Prompt engineering-enabled LLM or MLLM and instigative bioinformatics pave the way to identify and characterize the significant SARS-CoV-2 antibody escape mutations

Chiranjib Chakraborty; Manojit Bhattacharya; Soumen Pal; Sang-Soo Lee

doi:10.1016/j.ijbiomac.2024.138547

Prompt engineering-enabled LLM or MLLM and instigative bioinformatics pave the way to identify and characterize the significant SARS-CoV-2 antibody escape mutations

Int J Biol Macromol. 2024 Dec 8:287:138547. doi: 10.1016/j.ijbiomac.2024.138547. Online ahead of print.

Authors

Chiranjib Chakraborty¹, Manojit Bhattacharya², Soumen Pal³, Sang-Soo Lee⁴

Affiliations

¹ Department of Biotechnology, School of Life Science and Biotechnology, Adamas University, Kolkata, West Bengal 700126, India.
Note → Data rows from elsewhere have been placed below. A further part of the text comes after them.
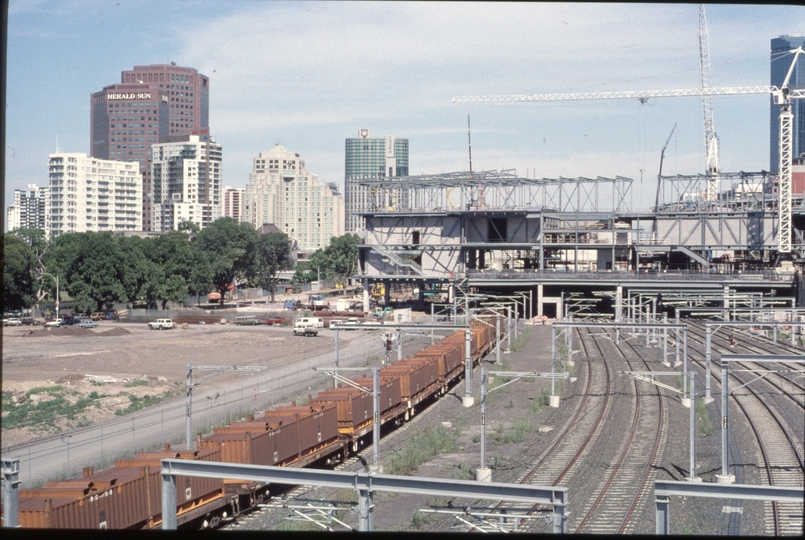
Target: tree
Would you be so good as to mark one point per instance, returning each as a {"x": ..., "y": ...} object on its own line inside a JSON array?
[
  {"x": 184, "y": 268},
  {"x": 18, "y": 262},
  {"x": 304, "y": 273},
  {"x": 93, "y": 269},
  {"x": 229, "y": 247},
  {"x": 273, "y": 254},
  {"x": 39, "y": 249}
]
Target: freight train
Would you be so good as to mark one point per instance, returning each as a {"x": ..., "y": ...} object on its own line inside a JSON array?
[{"x": 334, "y": 425}]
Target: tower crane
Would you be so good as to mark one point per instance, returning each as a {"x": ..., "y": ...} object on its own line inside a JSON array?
[
  {"x": 710, "y": 140},
  {"x": 782, "y": 96}
]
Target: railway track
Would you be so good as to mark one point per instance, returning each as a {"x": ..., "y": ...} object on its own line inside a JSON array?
[
  {"x": 625, "y": 486},
  {"x": 773, "y": 409},
  {"x": 607, "y": 472}
]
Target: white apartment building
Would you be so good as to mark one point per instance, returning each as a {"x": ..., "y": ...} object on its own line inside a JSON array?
[
  {"x": 232, "y": 205},
  {"x": 280, "y": 191},
  {"x": 186, "y": 178},
  {"x": 31, "y": 208},
  {"x": 91, "y": 194}
]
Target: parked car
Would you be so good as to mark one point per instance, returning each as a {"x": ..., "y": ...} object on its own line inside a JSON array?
[
  {"x": 352, "y": 321},
  {"x": 246, "y": 320},
  {"x": 304, "y": 329},
  {"x": 161, "y": 324}
]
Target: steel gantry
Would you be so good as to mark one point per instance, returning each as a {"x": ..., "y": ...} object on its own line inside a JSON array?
[
  {"x": 365, "y": 483},
  {"x": 502, "y": 190},
  {"x": 725, "y": 477},
  {"x": 663, "y": 491},
  {"x": 710, "y": 328},
  {"x": 189, "y": 385}
]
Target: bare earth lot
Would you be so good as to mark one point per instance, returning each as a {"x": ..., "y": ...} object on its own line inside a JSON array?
[{"x": 115, "y": 361}]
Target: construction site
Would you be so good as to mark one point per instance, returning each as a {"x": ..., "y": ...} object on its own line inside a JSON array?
[{"x": 712, "y": 243}]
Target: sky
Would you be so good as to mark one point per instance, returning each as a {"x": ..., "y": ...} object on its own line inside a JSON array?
[{"x": 311, "y": 74}]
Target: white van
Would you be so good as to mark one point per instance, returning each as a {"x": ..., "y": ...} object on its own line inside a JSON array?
[{"x": 315, "y": 322}]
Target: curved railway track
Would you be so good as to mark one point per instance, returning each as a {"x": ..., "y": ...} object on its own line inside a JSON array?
[
  {"x": 607, "y": 472},
  {"x": 773, "y": 409},
  {"x": 610, "y": 475}
]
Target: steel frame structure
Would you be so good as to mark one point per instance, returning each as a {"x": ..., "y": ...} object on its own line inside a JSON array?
[
  {"x": 497, "y": 190},
  {"x": 663, "y": 491},
  {"x": 365, "y": 483}
]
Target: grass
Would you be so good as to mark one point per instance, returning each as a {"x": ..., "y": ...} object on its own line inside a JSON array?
[
  {"x": 43, "y": 390},
  {"x": 138, "y": 403},
  {"x": 540, "y": 400},
  {"x": 522, "y": 339},
  {"x": 422, "y": 448},
  {"x": 42, "y": 416},
  {"x": 463, "y": 472},
  {"x": 519, "y": 431}
]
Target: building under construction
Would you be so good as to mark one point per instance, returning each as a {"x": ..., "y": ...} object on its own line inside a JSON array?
[{"x": 573, "y": 245}]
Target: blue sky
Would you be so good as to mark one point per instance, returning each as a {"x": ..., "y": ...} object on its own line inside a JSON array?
[{"x": 311, "y": 74}]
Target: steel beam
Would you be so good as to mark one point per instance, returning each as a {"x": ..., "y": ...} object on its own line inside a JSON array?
[
  {"x": 664, "y": 490},
  {"x": 361, "y": 481}
]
Electronic address: [email protected].
² Department of Zoology, Fakir Mohan University, Vyasa Vihar, Balasore 756020, Odisha, India.
³ School of Mechanical Engineering, Vellore Institute of Technology, Vellore 632014, Tamil Nadu, India.
⁴ Institute for Skeletal Aging & Orthopedic Surgery, Hallym University-Chuncheon Sacred Heart Hospital, Chuncheon, Gangwon-Do 24252, Republic of Korea.

PMID: 39657873
DOI: 10.1016/j.ijbiomac.2024.138547

Abstract

The research aims to identify and characterize the antibody escape mutations of NTD and RBD regions of SARS-CoV-2 using prompt engineering-enabled combined LLMs (large language models) and instigative bioinformatics techniques. We used two LLMs (ChatGPT and Mistral 7B) and one MLLM (Gemini model) to retrieve the significant NTD and RBD mutations. The retrieved significant mutations were characterized through the in silico servers. The retrieved 15 NTD significant mutations (six deletions and nine-point mutations) and 17 RBD point mutations were noted. We further characterized them in terms of distribution, count, ΔΔG of mutation (ΔΔG ^stability mCSM, ΔΔG^stability DUET, ΔΔG^stabilitySDM) to understand the stabilized or destabilized mutation, interaction interface, distance to PPI interface, Δvibrational entropy energy (ΔΔSVib ENCoM), and change in the flexibility. Here, we analyzed every mutation's ΔΔG, interaction, and related parameters using the trimeric Spike protein complex. In NTD mutations, our five analyzed mutations show two destabilising (G142D, R190S) and three showing stabilising properties (D215G, A222V, and R246I). Some RBD mutations are noted as entirely destabilising (K417N, K417T, L452R, F490S). N440K, N460K, and Q493R show stabilising and neutral properties. Combined LLMs and instigative bioinformatics techniques were used to identify and characterize the antibody escape mutations. With our strategy, the LLM and MLLM can help to fight future pandemic viruses by quickly identifying mutations and their significance.

Keywords: Antibody escape; LLM; Mutations; Prompt engineering; SARS-CoV-2.